Founder's Story

I have a passion to serve the poor. This passion has led me to the inner-city, where I lived in a condemned house and worked with neighborhood prostitutes. It has led me to youth shelters, where teenagers believed that selling drugs was their only option. It has led me to the homeless in New York City, Philidelphia, and Minneapolis. It has led me to New Orleans where families had their lives turned upside down by a storm. And eventually that passion led me across the United States' border to Bolivia, where I met a young boy named Carlito. I was never the same again.

In Bolivia I had an internship, teaching in a little town outside of Santa Cruz. I met a 4-year-old boy who was crawling on his stomach in the dirt, playing with a broken glass bottle. We quickly became friends. Little did I know the impact that a child who slept under a car at night to keep warm would have on my life. I have never stopped thinking about Carlito. I knew that I would spend my life working on behalf of him and others like him. But honestly I didn't always think about these worlds that seemed so far away. When I was growing up, I probably didn't care.
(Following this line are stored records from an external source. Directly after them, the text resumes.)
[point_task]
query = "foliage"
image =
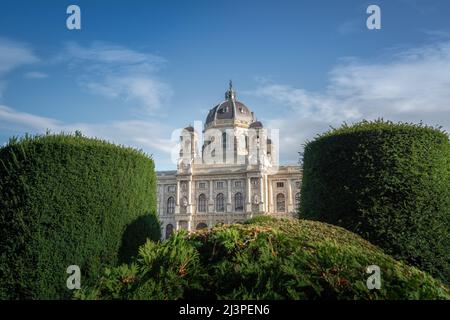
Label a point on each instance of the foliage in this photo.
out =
(388, 182)
(263, 259)
(67, 200)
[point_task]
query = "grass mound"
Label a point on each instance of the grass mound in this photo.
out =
(263, 259)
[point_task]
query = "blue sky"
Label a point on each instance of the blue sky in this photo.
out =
(138, 70)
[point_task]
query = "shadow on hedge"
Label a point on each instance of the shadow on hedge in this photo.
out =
(136, 234)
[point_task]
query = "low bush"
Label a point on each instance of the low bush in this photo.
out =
(263, 259)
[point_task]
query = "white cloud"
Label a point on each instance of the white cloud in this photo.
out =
(412, 86)
(35, 75)
(13, 55)
(116, 72)
(150, 136)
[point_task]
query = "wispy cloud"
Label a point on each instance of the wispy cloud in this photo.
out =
(35, 75)
(117, 72)
(13, 55)
(412, 86)
(147, 135)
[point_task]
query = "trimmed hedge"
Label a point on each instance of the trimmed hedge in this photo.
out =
(263, 259)
(69, 200)
(388, 182)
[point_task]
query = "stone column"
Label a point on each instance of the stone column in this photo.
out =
(189, 207)
(229, 206)
(271, 209)
(177, 203)
(290, 206)
(249, 196)
(211, 200)
(261, 194)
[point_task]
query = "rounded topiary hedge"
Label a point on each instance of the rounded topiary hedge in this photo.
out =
(263, 259)
(389, 182)
(69, 200)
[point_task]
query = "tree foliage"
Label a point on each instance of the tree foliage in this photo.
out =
(68, 200)
(388, 182)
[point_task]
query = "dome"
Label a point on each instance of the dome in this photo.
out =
(229, 110)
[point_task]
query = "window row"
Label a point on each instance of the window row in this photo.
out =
(238, 203)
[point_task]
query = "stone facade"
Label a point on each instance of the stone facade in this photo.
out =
(235, 177)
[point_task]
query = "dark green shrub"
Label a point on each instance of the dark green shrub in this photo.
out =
(388, 182)
(269, 259)
(67, 200)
When I was 6 years old my young parents split up. It was years of abuse, police in our house, holes punched in walls, drugs and alcohol. My mom struggled to be a single parent to three daughters while working the overnight shift at a Lipton Tea factory. She made little more than minimum wage. We were lucky to have Hefty bags of used clothes left on our front step, government food stamps, and free lunch at school. I grew up in one of the wealthiest counties in America and yet our family was one of the few disadvantaged. Needless to say I spent the majority of my childhood being made fun of. I was mad and confused as to why I got such a raw deal in life.

My life perspective flipped when I started attending a new church. I related to the messages and found purpose in serving others, and graduated from high school with an extreme amount of service hours. I even got an award from President Bill Clinton and received some scholarship money to go to college. I was the first person in my family to go. After graduation I had an intense determination to make the biggest impact possible for children in developing countries, like my friend Carlito. In a way, I saw a part of myself in kids like him. I sent in my application to work with an organization that helps the poor around the world. They hired me and sent me to a West African village, Koryah, in post-war Liberia.

I lived at an orphanage with 86 children whose parents had been all brutally murdered in war. These children had lost everything but somehow had more joy than I had ever seen. I took cold-bucket baths and used candles for light. The children helped me cook my meals on a fire, and I started to pick up some of the tribal language, Pele. My job was to run a literacy program for 80 adults, who were learning how to read and write for the first time. There were many sleepless nights where I held as many orphans in my arms as I could. I lived in Koryah for seven months, and after my contract with the non-profit expired I moved to the capital city, Monrovia. I rented a room from missionaries and worked with a local group to help 150 returning refugee children find school scholarships. The stories of those children marked me.

One day I went for a walk with Liberian friends in a slum called West Point. I met an 8-year-old girl named Regina, who slept on a cement floor in a room infested with rats. Regina's dad was killed in the civil war and Regina and her mom were struggling to simply survive. Regina had never gone to school before, but that year she got to go to school and even got a more comfortable place to live. So did several other children like Elizabeth, James, Francis, and Thursday!

More than Me was formed naturally as a means to continue helping these children and many more get to school! Often when talking to children in countries where there is not free education for all, children tell me that their biggest dream is just to go to school. I do not think that is too much to ask. So their dream has become our mission.